DIGITAL LIBRARY
LEARNING APPROACH BASED ON THE IDENTIFICATION OF THE STUDENT EDUCATIONAL PROFILE IN ENGINEERING
Universidad de Vigo (SPAIN)
About this paper:
Appears in: EDULEARN13 Proceedings
Publication year: 2013
Pages: 479-483
ISBN: 978-84-616-3822-2
ISSN: 2340-1117
Conference name: 5th International Conference on Education and New Learning Technologies
Dates: 1-3 July, 2013
Location: Barcelona, Spain
Abstract:
The new engineering degrees designed to adapt the higher education to the European Education Space have been already into effect for some years. The benefits of a more homogeneous syllabus and lectures/coursework schedule along the different European Union members, the so called European Credit Transfer and Accumulation System, start to be realised. According to the European Commission, student mobility within the European Union has considerably grown during last years. Moreover, statistics about population migration within EU reveals that the age of almost half of the emigrants is found between 20 and 30 years old, and most of them went abroad after finishing their higher education; therefore, although graduated workers migration is attributed to a variety of causes, including the economic factors, it is clear that these very similar engineering degrees within the UE supports this phenomenon. Nevertheless, difficulties have also been identified when giving expression to these common education concepts; most of them related to the very limited resources at disposal of current Universities in the implementation of an educational plan conceived for prosperity days.

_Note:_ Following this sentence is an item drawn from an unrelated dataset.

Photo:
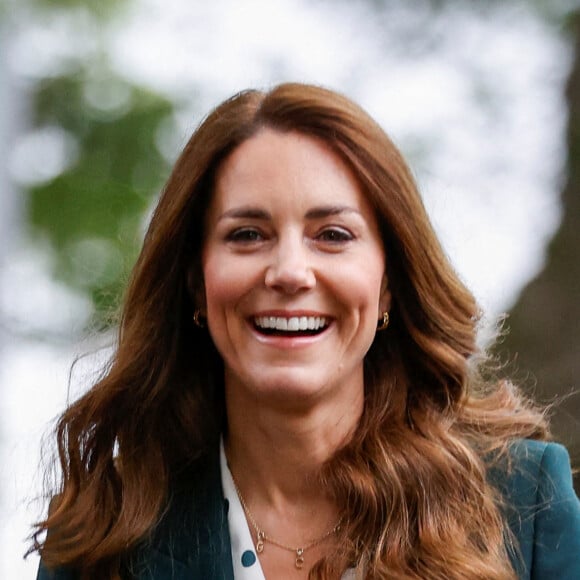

One feature of EES undergraduate programs is the specificity of the education even from the first courses, against the higher background education characteristic of former programs. However, some of the different undergraduate programs implemented by the engineering schools frequently coincide in the syllabus of first and second year courses, and no differences of contents and/or learning approaches are supposed from such programmes. When this circumstance takes place and it is accompanied by a low ratio between learning resources/number of registered students, the engineering schools are forced to merge the learning groups of different undergraduate programs into a unique group. Therefore, the students of the different undergraduate programs are not discriminated, attending the same lectures and laboratory classes, being subjected to same assignments and assessment policy. Nevertheless, there are some key aspects not considered by this approach, as it is the likelihood of a different student profile as a function of the specific undergraduate program. Mainly governed by the admission marks, and set by the program demand and professional prospects, the result is the presence of objectively different student groups under a common learning approach. Therefore, taking into consideration that the learning approach can fulfill the learning needs of only one or no-one of these groups, the consequence is a dramatic descent of overall learning efficiency. This paper discusses this circumstance from a comprehensive point of view, and particularizes for the Energy Engineering and Mining and Energy Resources Engineering undergraduate programs. Moreover, potential learning strategies for the solution of this challenge are proposed and discussed within the framework of Stress Analysis, a common second year subject for these undergraduate programs.
Keywords:
Student academic profile, learning groups, ECTS, Engineering, Stress Analysis.